Revanche. Im Herbst verloren die Austrianer in Saalfelden mit 0:2. In Maxglan gelang ein wichtiger 2:1-Sieg. Nun geht es nach Maria Alm.
MAXGLAN. Für das erste Highlight in der Partie zwischen der Austria und dem FC Pinzgau sorgte Schiedsrichter Michael Pointner. Er ließ ein Fan-Transparent entfernen, das gegen den Pinzgauer Kicker Lukas Rottenspacher gerichtet war. Der Mittelfeldspieler hatte beim 2:0-Erfolg der Saalfeldener im Herbst mit seiner Stinkefinger-Aktion für Aufregung bei den Violetten gesorgt.
Nach dieser kurzen Aufregung stand wieder das Match im Mittelpunkt. Im Gegensatz zu den ersten Partien im Frühjahr waren die Austrianer spielerisch überlegen.
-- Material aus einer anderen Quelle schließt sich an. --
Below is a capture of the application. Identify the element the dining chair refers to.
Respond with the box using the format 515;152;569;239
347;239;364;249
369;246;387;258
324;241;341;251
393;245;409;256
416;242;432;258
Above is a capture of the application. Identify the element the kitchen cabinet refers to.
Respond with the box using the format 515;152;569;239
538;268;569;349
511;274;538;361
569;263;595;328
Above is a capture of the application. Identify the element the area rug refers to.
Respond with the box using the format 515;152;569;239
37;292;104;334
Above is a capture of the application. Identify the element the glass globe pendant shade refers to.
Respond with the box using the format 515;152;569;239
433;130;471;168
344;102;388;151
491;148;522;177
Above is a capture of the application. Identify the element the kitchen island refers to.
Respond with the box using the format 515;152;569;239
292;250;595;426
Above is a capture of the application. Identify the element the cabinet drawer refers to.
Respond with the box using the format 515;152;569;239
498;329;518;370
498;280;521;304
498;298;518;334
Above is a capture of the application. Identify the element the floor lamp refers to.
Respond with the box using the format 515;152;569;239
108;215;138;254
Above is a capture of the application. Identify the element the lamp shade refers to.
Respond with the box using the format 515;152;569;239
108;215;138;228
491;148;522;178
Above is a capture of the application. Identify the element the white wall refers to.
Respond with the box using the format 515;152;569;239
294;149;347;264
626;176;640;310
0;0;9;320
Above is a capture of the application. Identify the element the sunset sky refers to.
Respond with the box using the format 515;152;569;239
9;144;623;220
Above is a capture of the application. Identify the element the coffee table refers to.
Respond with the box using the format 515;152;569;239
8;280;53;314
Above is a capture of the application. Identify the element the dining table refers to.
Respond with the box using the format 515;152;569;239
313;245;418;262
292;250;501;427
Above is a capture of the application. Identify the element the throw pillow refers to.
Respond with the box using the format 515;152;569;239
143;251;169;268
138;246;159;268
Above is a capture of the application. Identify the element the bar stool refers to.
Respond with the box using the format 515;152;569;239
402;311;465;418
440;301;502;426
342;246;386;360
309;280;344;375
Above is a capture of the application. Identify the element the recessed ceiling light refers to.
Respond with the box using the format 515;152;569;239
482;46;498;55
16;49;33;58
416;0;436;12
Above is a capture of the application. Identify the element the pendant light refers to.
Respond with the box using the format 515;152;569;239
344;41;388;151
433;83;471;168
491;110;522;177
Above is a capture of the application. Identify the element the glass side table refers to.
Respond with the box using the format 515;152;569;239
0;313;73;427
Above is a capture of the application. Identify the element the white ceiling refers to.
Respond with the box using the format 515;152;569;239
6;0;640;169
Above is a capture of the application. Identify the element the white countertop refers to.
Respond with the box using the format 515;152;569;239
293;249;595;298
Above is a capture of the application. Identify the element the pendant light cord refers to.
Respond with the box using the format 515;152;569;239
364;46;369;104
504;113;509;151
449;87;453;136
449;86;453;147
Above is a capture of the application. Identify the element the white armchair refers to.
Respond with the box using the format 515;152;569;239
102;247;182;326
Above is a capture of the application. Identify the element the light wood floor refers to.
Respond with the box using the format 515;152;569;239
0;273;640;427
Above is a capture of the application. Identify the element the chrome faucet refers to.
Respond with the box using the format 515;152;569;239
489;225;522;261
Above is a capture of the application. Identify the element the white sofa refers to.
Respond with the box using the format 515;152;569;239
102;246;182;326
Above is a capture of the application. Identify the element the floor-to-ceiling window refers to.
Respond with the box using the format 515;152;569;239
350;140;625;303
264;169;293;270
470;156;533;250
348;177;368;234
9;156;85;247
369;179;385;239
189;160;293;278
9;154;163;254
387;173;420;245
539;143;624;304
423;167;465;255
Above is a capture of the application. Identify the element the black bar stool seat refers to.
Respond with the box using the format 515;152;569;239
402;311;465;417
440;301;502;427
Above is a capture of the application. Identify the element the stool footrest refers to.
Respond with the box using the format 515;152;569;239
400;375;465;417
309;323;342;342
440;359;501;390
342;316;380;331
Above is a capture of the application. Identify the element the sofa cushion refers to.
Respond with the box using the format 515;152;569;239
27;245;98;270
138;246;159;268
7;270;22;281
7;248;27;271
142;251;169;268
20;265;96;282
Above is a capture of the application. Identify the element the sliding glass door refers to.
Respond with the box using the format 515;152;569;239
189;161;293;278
Das Resultat waren zwei Tore durch Stürmer Bernd Winkler. Vor allem der zweite Treffer verdiente sich das Prädikat "sehenswert". Nach dem Seitenwechsel verwalteten die Violetten den Vorsprung. Die Pinzgauer agierten harmlos, kamen durch Glück zum Anschlusstreffer. Ein Pressball zwischen Schoder und Salzburgs Schlussmann Trappl landete im Tor. Es blieb beim 2:1-Erfolg der Emich-Truppe.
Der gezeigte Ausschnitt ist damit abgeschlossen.